The White River First Nation (WRFN) is a First Nation of Upper Tanana, Northern Tutchone, and Southern Tutchone peoples in the western Yukon Territory in Canada. Its main population centre is Beaver Creek, Yukon.

== Language ==
The White River people historically spoke Upper Tanana, an Athabaskan language.

== History ==
The Upper Tanana territory once extended from the Donjek River into neighbouring Alaska. The Northern Tutchone territory included the lower Stewart River and the area south of the Yukon River on the White and Donjek River drainages.
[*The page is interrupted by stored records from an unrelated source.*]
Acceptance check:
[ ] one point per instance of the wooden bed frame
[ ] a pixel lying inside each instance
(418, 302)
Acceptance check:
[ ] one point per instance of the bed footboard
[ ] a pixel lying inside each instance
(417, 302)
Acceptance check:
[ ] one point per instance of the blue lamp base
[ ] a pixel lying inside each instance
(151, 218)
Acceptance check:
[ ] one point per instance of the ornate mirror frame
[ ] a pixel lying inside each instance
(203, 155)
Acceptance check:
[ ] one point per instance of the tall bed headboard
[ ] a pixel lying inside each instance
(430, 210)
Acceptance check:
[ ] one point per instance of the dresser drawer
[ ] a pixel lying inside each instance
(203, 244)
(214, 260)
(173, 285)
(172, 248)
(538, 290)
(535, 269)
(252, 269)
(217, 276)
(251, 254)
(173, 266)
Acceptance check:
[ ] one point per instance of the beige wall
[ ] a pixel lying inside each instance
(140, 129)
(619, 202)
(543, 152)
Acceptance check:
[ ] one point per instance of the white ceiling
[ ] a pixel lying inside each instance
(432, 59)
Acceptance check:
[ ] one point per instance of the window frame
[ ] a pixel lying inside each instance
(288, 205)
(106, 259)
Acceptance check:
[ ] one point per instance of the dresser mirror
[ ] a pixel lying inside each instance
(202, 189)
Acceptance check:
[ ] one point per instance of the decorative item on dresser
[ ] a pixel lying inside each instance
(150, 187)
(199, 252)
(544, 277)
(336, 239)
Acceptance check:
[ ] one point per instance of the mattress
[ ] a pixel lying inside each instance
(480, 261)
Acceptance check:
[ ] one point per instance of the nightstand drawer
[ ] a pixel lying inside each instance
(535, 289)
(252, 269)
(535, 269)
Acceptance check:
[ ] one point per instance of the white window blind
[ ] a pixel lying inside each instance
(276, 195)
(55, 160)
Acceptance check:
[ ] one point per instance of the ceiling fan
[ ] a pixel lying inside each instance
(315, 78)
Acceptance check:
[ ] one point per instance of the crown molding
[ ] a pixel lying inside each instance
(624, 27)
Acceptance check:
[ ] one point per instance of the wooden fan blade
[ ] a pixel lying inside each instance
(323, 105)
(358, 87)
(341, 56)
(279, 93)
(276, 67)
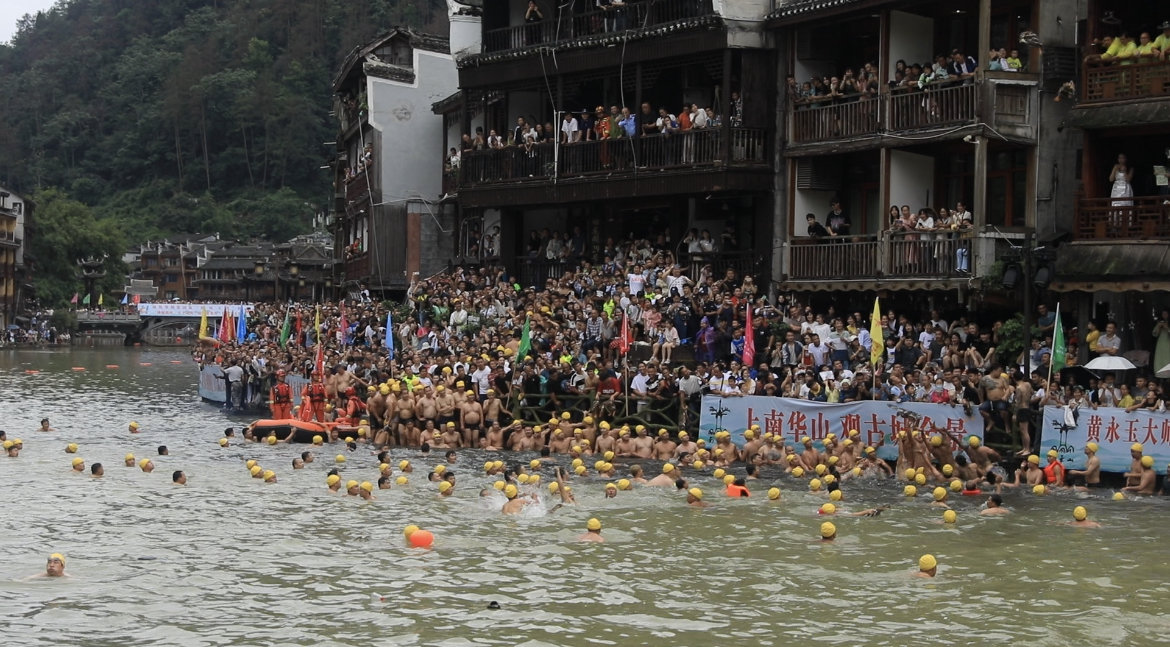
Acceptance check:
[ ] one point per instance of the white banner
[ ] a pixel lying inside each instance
(1113, 429)
(876, 420)
(214, 310)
Closely related through marriages between various local bands, these two language groups were merged by the Canadian government into a single White River Indian Band in the early 1950s for administrative convenience. In 1961, the Canadian government combined the White River Band with the Southern Tutchone-speaking members of the Burwash Band at Burwash on Kluane Lake as the Kluane Band (subsequently the Kluane Tribal Brotherhood and then the Kluane Tribal Council). In 1990, the Kluane Tribal Council split its membership into the Kluane First Nation, centered in Burwash, and the White River First Nation, centered in Beaver Creek.

== Land claims ==
The White River First Nation participated in negotiations for a land claims agreement and had reached a memorandum of understanding on most issues, but the parties were not able to reach a final agreement to put forward to ratification by WRFN citizens. The Federal Government mandate to negotiate land claims in the Yukon expired on March 31, 2005 and on April 1 the Federal Government announced that discussions with the WRFN "will no longer involve the possibility of concluding land claim and self-government agreements" and will instead focus "on how best to advance the interest of White River under the provisions of the Indian Act."